Intelligenza artificiale: in vigore i divieti dell’Europa AI ACT: in vigore dal 2 febbraio i divieti per i sistemi di intelligenza artificiale, mancano atti linee guida e impianto di governance

AI Act:  divieti in vigore ma normativa incompleta

Dal 2 febbraio 2025 sono in vigore i divieti previsti dall’AI Act, il regolamento dell’Unione Europea sull’intelligenza artificiale. Questo rappresenta un primo passo verso una regolamentazione completa. Nei mesi e anni a venire sarà essenziale completare il quadro normativo e istituzionale, oltre a fornire un supporto adeguato agli operatori del settore per assicurare una corretta applicazione del regolamento.

Cosa stabilisce l’AI Act

L’AI Act costituisce il primo tentativo di regolare l’intelligenza artificiale. Il regolamento adotta un approccio basato sul rischio: quanto maggiore è il rischio di violazione dei diritti umani da parte di un sistema IA, tanto più rigorosi sono i requisiti e gli obblighi imposti.
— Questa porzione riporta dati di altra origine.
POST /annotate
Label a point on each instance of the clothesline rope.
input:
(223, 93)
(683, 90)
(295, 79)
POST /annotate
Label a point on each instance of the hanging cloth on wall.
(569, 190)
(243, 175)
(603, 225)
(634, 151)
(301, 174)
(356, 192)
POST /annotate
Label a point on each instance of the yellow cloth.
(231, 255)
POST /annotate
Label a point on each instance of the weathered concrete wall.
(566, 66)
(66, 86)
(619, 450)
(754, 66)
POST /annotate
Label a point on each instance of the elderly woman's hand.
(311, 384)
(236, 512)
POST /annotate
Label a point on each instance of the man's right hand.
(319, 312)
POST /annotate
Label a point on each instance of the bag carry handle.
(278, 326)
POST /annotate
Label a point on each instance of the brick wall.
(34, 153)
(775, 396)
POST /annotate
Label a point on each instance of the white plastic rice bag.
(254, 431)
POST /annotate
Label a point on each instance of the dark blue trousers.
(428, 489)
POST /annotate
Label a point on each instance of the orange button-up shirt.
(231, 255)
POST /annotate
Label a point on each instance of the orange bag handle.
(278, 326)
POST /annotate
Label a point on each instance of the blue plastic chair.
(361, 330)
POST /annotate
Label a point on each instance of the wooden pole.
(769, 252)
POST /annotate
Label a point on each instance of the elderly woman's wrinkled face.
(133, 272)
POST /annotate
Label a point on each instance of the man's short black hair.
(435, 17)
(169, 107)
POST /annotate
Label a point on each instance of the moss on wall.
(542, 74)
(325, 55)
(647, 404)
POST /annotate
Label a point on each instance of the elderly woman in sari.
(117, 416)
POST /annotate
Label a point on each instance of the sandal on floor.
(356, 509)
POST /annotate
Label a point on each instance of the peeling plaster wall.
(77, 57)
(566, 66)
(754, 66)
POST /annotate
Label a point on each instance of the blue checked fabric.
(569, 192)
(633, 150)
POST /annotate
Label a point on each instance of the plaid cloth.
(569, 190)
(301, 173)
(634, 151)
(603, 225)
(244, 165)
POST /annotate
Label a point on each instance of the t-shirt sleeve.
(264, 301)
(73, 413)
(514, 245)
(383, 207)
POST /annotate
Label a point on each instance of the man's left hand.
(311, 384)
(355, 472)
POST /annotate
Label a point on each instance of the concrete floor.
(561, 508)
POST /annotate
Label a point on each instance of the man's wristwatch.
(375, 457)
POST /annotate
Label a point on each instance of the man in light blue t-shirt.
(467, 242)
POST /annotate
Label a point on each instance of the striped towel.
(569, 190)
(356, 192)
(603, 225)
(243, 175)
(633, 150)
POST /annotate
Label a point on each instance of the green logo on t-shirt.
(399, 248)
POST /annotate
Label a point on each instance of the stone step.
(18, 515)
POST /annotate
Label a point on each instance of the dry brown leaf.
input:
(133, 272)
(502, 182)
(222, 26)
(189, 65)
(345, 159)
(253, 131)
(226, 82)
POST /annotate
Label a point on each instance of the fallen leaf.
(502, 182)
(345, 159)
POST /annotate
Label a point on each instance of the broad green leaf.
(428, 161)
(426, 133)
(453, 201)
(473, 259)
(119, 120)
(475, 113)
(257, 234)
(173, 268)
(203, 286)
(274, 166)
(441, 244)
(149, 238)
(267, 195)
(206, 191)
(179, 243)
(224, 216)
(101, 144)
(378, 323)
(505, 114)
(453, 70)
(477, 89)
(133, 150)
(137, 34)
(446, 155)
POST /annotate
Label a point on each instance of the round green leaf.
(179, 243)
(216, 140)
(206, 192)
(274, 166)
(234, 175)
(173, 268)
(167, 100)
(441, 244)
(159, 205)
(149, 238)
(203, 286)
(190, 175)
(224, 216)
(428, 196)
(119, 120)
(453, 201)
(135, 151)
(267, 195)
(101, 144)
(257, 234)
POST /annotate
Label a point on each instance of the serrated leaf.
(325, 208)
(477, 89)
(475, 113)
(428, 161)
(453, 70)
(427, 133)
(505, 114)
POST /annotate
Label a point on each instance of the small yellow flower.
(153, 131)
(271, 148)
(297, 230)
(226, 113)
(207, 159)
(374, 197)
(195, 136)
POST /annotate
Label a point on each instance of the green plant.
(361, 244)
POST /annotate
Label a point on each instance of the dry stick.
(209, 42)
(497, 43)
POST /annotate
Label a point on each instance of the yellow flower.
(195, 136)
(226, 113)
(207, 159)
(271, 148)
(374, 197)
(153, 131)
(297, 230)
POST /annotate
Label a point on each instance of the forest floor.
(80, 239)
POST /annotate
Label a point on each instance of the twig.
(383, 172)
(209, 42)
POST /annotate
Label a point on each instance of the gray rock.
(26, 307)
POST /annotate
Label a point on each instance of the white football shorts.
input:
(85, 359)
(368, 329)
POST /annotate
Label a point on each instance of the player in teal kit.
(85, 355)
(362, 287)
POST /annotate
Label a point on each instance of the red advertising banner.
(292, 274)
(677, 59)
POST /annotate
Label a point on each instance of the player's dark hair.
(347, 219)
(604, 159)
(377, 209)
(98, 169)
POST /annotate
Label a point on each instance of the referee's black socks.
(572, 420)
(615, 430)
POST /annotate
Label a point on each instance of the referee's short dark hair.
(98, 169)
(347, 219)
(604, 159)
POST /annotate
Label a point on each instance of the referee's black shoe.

Il regolamento include una serie di divieti riguardanti l’impiego dell’IA in specifici contesti, come ad esempio:

  • Sistemi di IA che manipolano il comportamento umano o sfruttano le vulnerabilità;
  • Sistemi di IA che classificano le persone in base a caratteristiche sensibili;
  • Sistemi di IA che effettuano riconoscimento facciale in tempo reale in spazi pubblici (salvo alcune eccezioni);
  • Sistemi di IA che valutano il rischio di reati basandosi esclusivamente su profilazioni.

Cosa manca per completare la normativa

Nonostante l’entrata in vigore dei primi divieti, l’AI Act rimane incompleto. Mancano all’appello circa 60 provvedimenti attuativi, tra cui atti esecutivi, atti delegati e linee guida della Commissione. Questi provvedimenti sono necessari per chiarire e specificare le disposizioni del regolamento e offrire indicazioni pratiche agli operatori del settore.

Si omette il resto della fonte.